Each websocket stream is using its own strand and additional locking is used to ensure that a async_read (resp. async_write) is not performed before another one reached the handler.

So basically:

io_context context;
std::vector<std::thread> pool(std::thread::hardware_concurrency());
...
wss(make_strand(context),ssl);
...
wss.async_read(&loop_read_handler);
...
for(auto& th:pool)
    th=std::thread([&]{
        try{
            start_read_loop();//give work to do to each thread
            context.run();
        }catch(...){}
        wss.close(...);//closing the websocket stream, expected to cancel all threads
        context.stop();//with or without it, no change
    });
for(auto& th:pool)
    th.join();//hangs here since the other threads did not return from run()

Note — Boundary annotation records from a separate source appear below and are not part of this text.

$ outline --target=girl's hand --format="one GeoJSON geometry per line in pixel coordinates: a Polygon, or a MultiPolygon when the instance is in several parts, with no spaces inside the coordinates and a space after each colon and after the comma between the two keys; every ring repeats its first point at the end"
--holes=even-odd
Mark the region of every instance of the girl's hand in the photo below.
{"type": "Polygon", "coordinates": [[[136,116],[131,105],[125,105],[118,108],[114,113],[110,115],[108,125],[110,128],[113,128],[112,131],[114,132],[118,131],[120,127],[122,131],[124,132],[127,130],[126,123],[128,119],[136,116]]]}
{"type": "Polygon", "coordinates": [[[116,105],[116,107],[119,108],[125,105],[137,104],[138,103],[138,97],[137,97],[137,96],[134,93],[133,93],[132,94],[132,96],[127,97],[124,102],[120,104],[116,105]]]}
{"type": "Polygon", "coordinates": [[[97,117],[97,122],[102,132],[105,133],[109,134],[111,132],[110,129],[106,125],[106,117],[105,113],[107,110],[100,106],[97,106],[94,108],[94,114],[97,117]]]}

When I want the program to stop, I close(boost::beast::websocket::close_code::normal,ec) the stream, which effectively cancels the io operations in the current thread (empty message with error code boost::beast::websocket::error::closed received), but not in the other threads : Instead of being cancelled, they hang.

Diving into the code, I eliminated the hypothesis of a deadlock of my own and found that the context.run() just didn't notice the websocket stream was closed and continues waiting for an incoming message.

Of course the problem disappears when the pool is limited to a single thread.

calling close(...) from outside or inside a io operation does not change the problem. calling context.stop() has no effect either on the problem, be it called outside or inside.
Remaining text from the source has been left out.